Kataoka Gado as Miyuki in 'Shoutsushi asagao nikki'
- Source:
- ukiyo-e.org
Description
This Kanpo Yoshikawa woodblock print captures the kabuki actor Kataoka Gado in the role of Miyuki from the celebrated drama Shoutsushi Asagao Nikki (The Diary of the Morning Glory), one of the most beloved narratives in the Japanese theatrical repertoire. The story follows a young woman who, separated from her lover, weeps so bitterly that she eventually loses her sight, becoming a blind itinerant musician known for performing the haunting morning glory song.
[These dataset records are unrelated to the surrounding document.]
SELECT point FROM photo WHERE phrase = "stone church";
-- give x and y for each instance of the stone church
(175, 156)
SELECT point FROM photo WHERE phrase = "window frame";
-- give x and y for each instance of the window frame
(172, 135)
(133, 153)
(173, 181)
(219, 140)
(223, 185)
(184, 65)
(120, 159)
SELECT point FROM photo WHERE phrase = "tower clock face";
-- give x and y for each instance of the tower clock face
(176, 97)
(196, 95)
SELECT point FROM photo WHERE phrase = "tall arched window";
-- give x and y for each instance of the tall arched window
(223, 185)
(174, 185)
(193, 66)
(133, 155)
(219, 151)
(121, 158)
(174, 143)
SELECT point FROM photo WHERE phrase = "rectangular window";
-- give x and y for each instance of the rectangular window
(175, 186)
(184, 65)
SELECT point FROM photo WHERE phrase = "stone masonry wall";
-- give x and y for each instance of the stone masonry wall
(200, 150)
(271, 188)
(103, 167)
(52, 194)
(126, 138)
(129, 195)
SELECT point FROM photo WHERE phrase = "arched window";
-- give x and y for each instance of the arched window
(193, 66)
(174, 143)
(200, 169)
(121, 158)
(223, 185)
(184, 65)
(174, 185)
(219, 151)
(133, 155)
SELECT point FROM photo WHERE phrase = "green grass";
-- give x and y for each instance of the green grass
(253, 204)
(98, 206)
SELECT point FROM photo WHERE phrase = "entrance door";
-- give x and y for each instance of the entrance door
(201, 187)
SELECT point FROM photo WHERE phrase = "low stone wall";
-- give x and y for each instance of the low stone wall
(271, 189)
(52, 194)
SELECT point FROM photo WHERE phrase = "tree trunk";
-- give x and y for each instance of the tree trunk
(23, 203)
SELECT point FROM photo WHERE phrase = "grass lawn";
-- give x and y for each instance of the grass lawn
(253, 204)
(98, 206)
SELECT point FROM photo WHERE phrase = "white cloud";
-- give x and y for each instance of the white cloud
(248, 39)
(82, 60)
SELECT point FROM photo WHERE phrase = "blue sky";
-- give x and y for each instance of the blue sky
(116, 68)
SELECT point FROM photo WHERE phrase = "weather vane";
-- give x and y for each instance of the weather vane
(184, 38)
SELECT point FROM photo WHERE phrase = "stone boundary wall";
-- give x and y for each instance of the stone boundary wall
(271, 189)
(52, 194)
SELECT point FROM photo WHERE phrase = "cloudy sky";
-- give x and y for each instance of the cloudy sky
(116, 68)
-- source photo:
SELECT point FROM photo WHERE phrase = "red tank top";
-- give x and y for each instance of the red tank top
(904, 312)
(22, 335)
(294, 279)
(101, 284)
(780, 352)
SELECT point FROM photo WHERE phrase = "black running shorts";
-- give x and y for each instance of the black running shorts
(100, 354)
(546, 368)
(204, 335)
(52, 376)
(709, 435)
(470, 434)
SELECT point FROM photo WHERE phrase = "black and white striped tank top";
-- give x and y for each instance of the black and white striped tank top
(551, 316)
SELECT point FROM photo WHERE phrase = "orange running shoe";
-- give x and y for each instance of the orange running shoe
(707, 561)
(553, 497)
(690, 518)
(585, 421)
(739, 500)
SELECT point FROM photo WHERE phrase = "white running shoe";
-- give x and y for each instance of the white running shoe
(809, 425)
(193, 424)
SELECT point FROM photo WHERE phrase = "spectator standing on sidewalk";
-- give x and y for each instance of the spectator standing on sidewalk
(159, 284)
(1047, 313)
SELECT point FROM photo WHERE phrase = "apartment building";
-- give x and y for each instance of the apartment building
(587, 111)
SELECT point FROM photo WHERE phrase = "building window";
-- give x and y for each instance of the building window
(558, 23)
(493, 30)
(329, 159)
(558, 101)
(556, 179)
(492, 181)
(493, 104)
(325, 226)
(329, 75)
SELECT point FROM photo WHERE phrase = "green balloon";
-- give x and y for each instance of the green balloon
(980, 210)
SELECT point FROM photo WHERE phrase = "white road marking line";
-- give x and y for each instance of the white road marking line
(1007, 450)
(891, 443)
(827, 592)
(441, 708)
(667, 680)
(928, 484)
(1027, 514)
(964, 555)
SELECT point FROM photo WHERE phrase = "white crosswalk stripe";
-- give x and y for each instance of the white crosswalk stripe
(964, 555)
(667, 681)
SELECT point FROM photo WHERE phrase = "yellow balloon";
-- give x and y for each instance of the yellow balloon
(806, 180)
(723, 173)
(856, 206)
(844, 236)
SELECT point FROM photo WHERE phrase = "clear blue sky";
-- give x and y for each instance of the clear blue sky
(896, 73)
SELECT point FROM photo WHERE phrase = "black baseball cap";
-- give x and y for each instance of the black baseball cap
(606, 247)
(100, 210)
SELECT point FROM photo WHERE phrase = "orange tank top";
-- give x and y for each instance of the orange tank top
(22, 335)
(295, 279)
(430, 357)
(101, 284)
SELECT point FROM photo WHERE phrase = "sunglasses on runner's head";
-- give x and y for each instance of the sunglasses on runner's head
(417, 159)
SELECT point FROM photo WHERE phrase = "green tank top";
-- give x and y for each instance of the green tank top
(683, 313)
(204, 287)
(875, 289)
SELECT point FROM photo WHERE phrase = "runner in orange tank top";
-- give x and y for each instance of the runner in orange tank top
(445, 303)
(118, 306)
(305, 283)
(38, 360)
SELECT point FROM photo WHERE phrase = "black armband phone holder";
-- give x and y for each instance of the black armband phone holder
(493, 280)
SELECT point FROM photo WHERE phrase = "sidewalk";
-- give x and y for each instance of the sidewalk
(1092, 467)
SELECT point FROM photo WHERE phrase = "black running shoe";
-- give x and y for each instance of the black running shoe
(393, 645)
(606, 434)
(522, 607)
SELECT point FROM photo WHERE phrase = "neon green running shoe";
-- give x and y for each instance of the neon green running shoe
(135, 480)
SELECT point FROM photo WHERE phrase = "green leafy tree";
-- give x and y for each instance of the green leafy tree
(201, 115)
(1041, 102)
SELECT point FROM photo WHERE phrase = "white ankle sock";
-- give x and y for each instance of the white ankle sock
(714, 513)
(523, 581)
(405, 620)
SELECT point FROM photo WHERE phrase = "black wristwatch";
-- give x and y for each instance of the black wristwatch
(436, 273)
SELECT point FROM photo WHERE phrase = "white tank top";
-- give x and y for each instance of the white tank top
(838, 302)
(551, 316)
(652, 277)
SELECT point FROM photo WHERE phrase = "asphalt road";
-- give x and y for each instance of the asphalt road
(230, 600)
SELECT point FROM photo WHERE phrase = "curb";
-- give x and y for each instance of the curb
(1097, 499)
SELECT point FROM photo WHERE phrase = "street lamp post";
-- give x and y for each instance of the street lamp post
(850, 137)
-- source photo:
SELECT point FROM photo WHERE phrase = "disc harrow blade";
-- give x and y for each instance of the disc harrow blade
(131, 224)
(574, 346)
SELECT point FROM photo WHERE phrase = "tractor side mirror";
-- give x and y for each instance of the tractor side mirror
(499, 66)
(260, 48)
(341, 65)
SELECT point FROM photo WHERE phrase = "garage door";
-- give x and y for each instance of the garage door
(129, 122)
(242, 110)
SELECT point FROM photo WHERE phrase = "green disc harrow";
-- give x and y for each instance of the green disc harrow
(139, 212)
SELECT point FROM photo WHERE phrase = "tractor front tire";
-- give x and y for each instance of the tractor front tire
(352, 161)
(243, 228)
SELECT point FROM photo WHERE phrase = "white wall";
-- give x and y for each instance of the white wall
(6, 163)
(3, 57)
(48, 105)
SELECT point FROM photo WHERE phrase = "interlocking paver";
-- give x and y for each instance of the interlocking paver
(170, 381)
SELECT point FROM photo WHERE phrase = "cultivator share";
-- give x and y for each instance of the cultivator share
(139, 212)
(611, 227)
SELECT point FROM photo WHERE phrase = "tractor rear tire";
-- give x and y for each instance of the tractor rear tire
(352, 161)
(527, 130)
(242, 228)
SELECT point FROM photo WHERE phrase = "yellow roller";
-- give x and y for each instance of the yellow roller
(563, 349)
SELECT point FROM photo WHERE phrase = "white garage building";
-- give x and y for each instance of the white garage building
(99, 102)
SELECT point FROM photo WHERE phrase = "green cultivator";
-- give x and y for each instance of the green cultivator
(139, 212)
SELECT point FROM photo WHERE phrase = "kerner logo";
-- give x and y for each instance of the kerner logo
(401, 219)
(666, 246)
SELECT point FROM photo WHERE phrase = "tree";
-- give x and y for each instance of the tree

Yoshikawa, a Kyoto-based artist who trained at the Kyoto Municipal School of Painting under Takeuchi Seiho, brought to actor portraiture the refined sensibility of the Shijo painting tradition combined with the bold compositional instincts of [shin-hanga](/glossary/shin-hanga) design. Working primarily in the 1920s alongside his contemporaries in the Kyoto woodblock revival, he distinguished himself from the more Tokyo-centric output of publishers like Watanabe Shozaburo by emphasizing the softer tonalities and intimate emotional registers favored by Kansai-region artists. The print demonstrates the technical hallmarks of shin-hanga production: meticulous [bokashi](/glossary/bokashi) gradations in the background, carefully calibrated keyblock lines that articulate the actor's facial expression and costume, and a restrained palette that privileges psychological depth over theatrical spectacle. Yoshikawa's actor prints sit at the intersection of nigao-e (likeness pictures) tradition and modern portraiture, treating the kabuki performer not merely as a star figure but as a character study. This impression is documented in the collection of the British Museum, which holds an important group of early-twentieth-century Japanese theatrical prints. For collectors of Kyoto woodblock printmaking, Yoshikawa's Asagao Nikki series represents a significant moment when Kansai shin-hanga publishers committed themselves to memorializing the great kabuki performances of their era with the same seriousness their Edo-period predecessors had brought to [ukiyo-e](/glossary/ukiyo-e) actor prints.